RS Maps with Spatial Data and Bing Maps
SQL Server 2008 R2 August CTP includes map visualization functionality in Reporting Services, as briefly described yesterday. In this posting, I’m going to provide an introduction of how to use spatial data and Bing Maps with Reporting Services Maps.
The attachment of this posting includes the final report so you can try it out yourself in Report Builder 3.0. The data source for the report is the Person.Address table in the AdventureWorks2008 sample database (download) which includes a geospatial column.
The report scenario is about showing the addresses of all your customers in the Los Angeles area. Accomplishing this requires just a few steps in Report Builder 3.0, and you don’t even need to write a single RDL expression! Btw, I will cover some of the new interesting spatial functions added to the RDL expression language in another posting.
Let’s start with the screenshot of the final map visualization of this report:
- Start Report Builder 3.0, and create a data source connection to the AdventureWorks2008 sample database (download).
- Define a new dataset which includes geospatial data. For example:
SELECT [AddressID], [AddressLine1], [AddressLine2], [City],
[StateProvinceID], [PostalCode], [SpatialLocation]

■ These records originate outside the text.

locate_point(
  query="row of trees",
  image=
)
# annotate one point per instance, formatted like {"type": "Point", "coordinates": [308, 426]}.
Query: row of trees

WHERE [City] = 'Los Angeles'
- From the Report Builder 3.0 toolbar, insert a new map, using the map wizard. On the first page of the wizard, select to use a SQL Server spatial query.
- On the second page of the wizard, select the dataset defined in step 2 (“Customers”).

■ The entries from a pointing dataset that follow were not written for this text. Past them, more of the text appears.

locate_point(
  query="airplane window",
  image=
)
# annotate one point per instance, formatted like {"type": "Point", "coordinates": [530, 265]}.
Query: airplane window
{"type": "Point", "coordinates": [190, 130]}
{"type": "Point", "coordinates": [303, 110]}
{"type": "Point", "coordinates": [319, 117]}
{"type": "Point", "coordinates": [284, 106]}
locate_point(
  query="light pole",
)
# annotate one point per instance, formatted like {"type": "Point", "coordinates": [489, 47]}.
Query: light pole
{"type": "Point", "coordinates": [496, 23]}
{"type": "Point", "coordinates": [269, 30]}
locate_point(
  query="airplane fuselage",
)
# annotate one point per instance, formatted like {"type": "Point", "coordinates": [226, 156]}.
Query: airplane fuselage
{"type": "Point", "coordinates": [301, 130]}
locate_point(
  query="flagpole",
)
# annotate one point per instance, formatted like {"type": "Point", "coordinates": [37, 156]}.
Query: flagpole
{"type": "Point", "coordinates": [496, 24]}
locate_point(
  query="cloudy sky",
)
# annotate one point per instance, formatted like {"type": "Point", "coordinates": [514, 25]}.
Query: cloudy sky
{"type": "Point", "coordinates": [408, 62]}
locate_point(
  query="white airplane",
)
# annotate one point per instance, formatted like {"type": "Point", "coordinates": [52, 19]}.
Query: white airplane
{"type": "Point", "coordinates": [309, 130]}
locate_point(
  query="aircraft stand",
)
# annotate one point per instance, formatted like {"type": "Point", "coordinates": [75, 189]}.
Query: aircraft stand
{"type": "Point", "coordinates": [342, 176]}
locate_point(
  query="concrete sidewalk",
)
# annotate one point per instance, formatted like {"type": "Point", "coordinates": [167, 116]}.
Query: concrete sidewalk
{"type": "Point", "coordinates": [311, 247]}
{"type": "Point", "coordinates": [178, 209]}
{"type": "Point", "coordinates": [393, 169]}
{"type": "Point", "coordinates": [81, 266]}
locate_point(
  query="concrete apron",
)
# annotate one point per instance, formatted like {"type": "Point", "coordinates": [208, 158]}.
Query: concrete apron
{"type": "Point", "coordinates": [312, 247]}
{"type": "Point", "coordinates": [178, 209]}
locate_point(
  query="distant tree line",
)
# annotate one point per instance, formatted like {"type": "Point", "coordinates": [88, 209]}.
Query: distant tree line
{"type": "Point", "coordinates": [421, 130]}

- When going to the third page of the wizard, you will notice that it automatically detected that the “SpatialLocation” column contains geospatial data and the wizard displays a cloud of points. Simply select “Add a Bing Maps background for this map view” and you will get to see a backdrop for the cloud of points of the Los Angeles area – this is because the map wizard analyzes the rows contained in the dataset and their geospatial location.
- Since our specific dataset doesn’t contain further information about the customers, we select a basic marker map as visualization. If we had further data in our dataset, such as total sales amount, we could do a bubble map taking into account revenue.

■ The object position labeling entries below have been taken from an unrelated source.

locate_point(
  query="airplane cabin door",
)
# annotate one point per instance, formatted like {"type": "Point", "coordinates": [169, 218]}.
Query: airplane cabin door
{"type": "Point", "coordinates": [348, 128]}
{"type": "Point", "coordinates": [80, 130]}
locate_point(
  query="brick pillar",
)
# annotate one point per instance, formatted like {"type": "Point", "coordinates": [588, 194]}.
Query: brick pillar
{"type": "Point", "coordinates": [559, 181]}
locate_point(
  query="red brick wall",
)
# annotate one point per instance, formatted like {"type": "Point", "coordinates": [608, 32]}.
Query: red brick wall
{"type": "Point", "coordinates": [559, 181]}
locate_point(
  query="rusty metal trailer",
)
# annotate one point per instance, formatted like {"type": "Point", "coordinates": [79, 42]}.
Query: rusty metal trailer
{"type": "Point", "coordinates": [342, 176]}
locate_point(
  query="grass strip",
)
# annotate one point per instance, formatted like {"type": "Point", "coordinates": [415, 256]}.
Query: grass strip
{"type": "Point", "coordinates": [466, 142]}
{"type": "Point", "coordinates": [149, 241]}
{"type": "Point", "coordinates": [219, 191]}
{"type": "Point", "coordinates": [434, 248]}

- In the final step of the map wizard we can chose to the marker type and display labels with each point. Note that all these settings can also be made / changed later through the map property dialogs, as well as the property grid in Report Builder. The map wizard is usually the quickest way to get started though.
- We should now have a map on the design surface. You can further tweak settings of each map layer and map properties as desired.
Of course, you can do a lot more with Map and the geospatial data integration in the RDL expression language – I’ll cover this in upcoming postings.